Alexandria schools Deputy Superintendent Margaret Byess, who oversees the troubled capital improvements area, has resigned, effective May 25.
Byess, who worked in the division for five years and has led it for the
last two-and-a- half years, came under intense criticism last week from the Alexandria City Council over the school system’s alleged mismanagement of its repair and reconstruction budget.
Superintendent Morton Sherman said in a statement last week that “rogue employees” had improperly transferred money from one project to another over the past two years. “No personal gain or profit has been indicated for present or ex-employees,” he said.

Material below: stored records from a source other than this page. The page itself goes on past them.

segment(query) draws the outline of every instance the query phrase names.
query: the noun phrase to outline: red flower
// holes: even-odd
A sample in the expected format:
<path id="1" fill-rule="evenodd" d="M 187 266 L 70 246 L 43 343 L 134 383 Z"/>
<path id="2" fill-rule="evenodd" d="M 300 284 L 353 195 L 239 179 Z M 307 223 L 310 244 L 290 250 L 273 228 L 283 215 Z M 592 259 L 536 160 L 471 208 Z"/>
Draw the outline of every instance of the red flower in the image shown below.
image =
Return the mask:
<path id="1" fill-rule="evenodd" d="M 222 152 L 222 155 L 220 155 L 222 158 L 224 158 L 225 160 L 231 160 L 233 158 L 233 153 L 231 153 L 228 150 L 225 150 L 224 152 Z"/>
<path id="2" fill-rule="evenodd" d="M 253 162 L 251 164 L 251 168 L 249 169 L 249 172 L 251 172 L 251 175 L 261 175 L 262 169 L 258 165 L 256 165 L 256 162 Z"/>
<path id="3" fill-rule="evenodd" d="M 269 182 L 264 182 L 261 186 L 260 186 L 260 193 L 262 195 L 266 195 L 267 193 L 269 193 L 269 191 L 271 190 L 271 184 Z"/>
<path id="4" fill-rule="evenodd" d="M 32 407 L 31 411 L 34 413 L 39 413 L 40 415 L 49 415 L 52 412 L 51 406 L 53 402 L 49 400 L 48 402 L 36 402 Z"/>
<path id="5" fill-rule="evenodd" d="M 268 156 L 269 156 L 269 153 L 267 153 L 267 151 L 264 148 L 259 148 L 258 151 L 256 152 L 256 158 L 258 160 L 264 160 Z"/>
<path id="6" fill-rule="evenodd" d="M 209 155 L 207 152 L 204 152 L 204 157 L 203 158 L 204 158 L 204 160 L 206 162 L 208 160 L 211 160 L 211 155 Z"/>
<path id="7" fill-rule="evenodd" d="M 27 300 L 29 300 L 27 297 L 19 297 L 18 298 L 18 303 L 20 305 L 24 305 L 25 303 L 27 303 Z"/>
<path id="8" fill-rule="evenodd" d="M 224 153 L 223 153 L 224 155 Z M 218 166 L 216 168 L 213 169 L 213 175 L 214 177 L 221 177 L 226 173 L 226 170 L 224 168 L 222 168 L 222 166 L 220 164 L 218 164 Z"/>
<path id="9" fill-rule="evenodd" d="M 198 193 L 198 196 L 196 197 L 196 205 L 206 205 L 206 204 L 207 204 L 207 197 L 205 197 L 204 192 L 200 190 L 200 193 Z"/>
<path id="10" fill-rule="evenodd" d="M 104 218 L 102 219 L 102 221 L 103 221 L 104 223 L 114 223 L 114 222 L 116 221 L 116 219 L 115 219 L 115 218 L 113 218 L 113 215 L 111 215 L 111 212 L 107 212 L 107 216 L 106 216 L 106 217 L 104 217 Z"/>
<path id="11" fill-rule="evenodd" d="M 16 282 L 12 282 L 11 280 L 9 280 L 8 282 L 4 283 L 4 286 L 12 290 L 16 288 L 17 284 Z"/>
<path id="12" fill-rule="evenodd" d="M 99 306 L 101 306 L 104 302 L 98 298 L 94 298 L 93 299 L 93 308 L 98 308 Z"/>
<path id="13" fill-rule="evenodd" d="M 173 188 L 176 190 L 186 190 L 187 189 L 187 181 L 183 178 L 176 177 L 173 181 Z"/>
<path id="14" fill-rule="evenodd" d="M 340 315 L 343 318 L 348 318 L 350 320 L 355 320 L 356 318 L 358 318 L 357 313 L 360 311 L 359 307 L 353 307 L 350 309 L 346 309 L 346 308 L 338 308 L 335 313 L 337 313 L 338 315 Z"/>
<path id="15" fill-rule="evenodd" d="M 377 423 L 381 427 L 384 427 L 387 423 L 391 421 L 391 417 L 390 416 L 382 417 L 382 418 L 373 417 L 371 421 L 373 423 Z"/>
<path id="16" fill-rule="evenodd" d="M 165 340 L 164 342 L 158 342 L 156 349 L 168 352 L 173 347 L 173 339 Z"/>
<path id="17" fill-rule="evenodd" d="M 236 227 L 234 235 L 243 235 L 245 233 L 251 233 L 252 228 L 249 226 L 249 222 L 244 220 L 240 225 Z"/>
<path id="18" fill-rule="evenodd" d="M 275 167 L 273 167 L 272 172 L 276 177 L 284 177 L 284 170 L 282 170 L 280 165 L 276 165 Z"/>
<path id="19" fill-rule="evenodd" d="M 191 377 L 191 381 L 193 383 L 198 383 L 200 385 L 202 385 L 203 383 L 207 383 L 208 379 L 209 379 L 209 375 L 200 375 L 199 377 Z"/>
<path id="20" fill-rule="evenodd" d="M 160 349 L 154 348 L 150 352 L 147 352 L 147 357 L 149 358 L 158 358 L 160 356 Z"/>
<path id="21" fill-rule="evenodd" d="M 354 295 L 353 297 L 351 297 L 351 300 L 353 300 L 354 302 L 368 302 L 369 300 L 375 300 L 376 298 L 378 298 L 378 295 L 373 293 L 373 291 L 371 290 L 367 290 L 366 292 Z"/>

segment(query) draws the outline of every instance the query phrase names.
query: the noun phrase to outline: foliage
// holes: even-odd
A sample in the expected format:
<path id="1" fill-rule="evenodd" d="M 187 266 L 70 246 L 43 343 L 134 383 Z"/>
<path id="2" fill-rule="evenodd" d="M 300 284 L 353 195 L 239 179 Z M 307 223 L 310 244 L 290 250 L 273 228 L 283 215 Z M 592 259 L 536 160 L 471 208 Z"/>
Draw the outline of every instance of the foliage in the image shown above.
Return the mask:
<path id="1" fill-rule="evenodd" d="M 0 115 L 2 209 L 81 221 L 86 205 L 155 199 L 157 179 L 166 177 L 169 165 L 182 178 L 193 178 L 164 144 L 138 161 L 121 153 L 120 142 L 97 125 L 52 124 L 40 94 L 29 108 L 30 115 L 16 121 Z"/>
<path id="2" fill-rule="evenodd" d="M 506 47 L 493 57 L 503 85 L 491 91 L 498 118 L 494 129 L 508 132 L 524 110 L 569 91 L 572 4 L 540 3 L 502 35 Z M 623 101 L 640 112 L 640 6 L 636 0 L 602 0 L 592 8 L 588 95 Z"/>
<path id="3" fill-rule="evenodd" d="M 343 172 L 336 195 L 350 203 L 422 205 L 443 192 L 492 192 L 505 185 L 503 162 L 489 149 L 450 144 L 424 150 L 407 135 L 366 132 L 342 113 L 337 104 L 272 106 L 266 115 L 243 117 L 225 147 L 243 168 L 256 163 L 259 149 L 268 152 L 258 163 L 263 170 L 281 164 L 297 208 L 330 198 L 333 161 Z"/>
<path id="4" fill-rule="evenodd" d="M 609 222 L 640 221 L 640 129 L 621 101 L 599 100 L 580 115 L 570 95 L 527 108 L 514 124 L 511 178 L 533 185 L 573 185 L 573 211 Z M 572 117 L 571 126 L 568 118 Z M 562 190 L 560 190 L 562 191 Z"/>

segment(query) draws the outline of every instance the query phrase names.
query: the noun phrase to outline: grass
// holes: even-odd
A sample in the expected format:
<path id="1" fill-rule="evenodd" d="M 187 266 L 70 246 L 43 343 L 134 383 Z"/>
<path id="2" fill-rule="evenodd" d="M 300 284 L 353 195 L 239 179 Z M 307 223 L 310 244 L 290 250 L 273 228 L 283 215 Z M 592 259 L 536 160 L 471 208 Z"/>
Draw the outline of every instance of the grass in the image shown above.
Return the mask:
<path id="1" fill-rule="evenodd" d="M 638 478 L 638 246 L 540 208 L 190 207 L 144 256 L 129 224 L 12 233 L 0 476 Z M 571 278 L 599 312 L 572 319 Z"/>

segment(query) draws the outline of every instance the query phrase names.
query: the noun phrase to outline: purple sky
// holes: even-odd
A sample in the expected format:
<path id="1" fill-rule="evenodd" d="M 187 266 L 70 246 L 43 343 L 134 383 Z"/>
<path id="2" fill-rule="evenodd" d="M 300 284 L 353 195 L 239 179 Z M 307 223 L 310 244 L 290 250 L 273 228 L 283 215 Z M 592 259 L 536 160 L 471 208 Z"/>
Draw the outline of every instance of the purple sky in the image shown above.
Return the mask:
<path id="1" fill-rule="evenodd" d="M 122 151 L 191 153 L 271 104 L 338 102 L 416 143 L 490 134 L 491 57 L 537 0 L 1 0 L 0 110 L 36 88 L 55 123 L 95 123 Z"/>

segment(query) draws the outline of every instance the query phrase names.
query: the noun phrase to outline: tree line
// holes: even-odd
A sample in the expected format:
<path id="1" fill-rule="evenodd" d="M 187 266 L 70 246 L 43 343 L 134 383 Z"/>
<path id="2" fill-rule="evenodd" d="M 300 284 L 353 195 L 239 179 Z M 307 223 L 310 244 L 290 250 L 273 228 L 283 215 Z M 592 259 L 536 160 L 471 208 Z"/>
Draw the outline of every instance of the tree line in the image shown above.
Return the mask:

The financial juggling, which was caught only after vendors complained to City Hall that they had not been paid for $4.1 million worth of work, has shorted five schools of the authority to spend $2.5 million to make other repairs. An outside audit of the alleged mismanagement is due to be released Friday, after school officials are briefed in closed-door session Thursday.
The official resignation announcement did not say what prompted Byess’ resignation. She made $167,000 and an additional $20,00 in a sheltered annuity, according to the Education Association of Alexandria.
Last week, Alexandria Vice Mayor Kerry Donley criticized the lack of financial controls in the schools that led to the scandal, noting that it violated the rules of Accounting 101. “That’s called an overdraft, and that’s what we have here,” he said.
Byess said at the time that while five schools — John Adams, Mount Vernon, Samuel Tucker and William Ramsey elementary schools and the Minnie Howard campus of T.C. Williams — had a reduction in their budget authority, in most cases the schools had already made the repairs and had money left over, or projects had not yet been started. Kelly Alexander, the school system’s director of communications, added Monday that no major projects were going to be eliminated due to the change in budget authority.
One member of the department resigned and another was placed on administrative leave over the matter. Jean Sina, the schools’ chief financial officer, resigned earlier this year.